I’ve blogged about the VMFS heap situation numerous times now already. However, a question that I frequently get asked is what actual happens when heap runs out? I thought I’d put together a short article explaining the symptoms one would see when there is no VMFS heap left on an ESXi host. Thanks once again to my good friend and colleague, Paudie O’Riordan, for sharing his support experiences with me on this matter – “together we win”, right Paud?
An actual heap depletion message in the vmkernel.log looks similar to this:
WARNING: Heap: 2525: Heap vmfs3 already at its maximum size. Cannot expand.

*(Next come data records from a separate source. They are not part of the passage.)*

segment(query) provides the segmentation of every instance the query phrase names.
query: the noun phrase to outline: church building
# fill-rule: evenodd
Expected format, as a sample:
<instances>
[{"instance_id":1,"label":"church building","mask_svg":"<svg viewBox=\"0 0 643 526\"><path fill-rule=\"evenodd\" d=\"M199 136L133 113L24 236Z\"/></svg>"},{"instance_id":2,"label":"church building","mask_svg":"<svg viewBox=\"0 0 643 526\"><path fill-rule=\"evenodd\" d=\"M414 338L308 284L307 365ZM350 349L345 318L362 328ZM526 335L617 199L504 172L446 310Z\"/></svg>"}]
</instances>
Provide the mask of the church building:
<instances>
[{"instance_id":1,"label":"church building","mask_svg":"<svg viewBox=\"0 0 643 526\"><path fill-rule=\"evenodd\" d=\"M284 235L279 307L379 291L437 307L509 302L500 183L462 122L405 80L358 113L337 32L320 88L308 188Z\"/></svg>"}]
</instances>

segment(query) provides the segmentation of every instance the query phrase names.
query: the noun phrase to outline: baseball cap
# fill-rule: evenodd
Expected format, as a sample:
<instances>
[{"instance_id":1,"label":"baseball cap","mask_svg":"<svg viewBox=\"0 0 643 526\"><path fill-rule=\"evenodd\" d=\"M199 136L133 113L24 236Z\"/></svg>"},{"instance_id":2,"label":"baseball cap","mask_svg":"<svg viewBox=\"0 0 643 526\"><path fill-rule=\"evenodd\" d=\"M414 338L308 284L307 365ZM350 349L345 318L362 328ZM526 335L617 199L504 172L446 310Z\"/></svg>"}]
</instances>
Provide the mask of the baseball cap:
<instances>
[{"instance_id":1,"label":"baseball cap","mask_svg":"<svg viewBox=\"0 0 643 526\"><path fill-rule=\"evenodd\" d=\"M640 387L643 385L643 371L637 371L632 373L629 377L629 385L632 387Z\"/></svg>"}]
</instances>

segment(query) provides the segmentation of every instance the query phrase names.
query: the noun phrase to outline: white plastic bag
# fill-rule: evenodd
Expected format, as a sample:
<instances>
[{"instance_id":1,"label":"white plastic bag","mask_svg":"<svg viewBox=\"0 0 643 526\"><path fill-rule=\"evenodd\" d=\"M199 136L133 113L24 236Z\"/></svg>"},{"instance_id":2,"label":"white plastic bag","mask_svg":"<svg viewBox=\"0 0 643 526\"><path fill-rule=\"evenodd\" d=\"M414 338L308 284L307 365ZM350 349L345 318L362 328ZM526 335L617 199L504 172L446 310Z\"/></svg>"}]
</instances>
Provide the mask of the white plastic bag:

WARNING: Heap: 2900: Heap_Align(vmfs3, 524288/524288 bytes, 8 align) failed. caller: 0x418028a95e74
But what are the user visible symptoms?
- In the first instance, when trying to do virtual machine operations such as power-off, power-on or vMotion on a host that has zero VMFS heap free, you will typically see the requested operation fail. For example, a vMotion operation of a VM to a destination ESXi host can return different messages, something similar to the following:
“The VM failed to resume on the destination during early power on. Reason: 0 (Cannot allocate memory).
Cannot open the disk ‘/vmfs/volumes/5106a125-91aedda0-17fb-0025b551a04f/IP-FS-507/IP-FS-507_1.vmdk’ or one of the snapshot disks it depends on”.
Other errors observed include “A general system error occurred: The virtual machine could not start”.
- When browsing the VMFS datastores, you won’t see any folders or data when the system is in the condition.
- The Guest OS may also become unreachable and/or unmanageable. By that I mean that you may longer be able to access the Guest OS via the console session. An attempt to open or use a console session may show the following error: “Unable to connect to the MKS: Virtual Machine Config File Does Not Exist”
- One of our customers also observed vCenter displaying Provisioned Storage, Not-Shared Storage and Used Storage as 0GB.
- One additional consequence appears on VMFS-5 ATS-only volumes. ATS is a vSphere Storage API for Array Integration (VAAI) and is used for locking (more information on ATS can be found here). As a result of heap depletion, there may be loss of access to the volume in a worst case scenario. Errors similar to the following may be visible in the vmkernel logs: WARNING: HBX: 1889: Failed to initialize VMFS3 distributed locking on volume 4f757c26-20c9b6e4-dfe9-00151763b054: Out of memory. This doesn’t appear to be an issue with non-ATS VMFS-5 volumes, which remain accessible in the event of a heap depletion, but obviously VM operations are still impacted.
As you can see, heap depletion can have serious side-effects in your environment. Therefore, if you are deploying a large number of very large VMDKs on your ESXi hosts(s), consider upgrading to ESXi 5.0p5 (released in March 2013) or 5.1U1 (released in April 2013). Both the default and the maximum size of the heap has been increased to 640MB. This means that the full 64TB of a VMFS volume may be addressed without the risk of heap depletion.
And to conclude, we are doing a lot of work in this area in our next release, and I will share much more details on how this issue will be a thing of the past as soon as I can.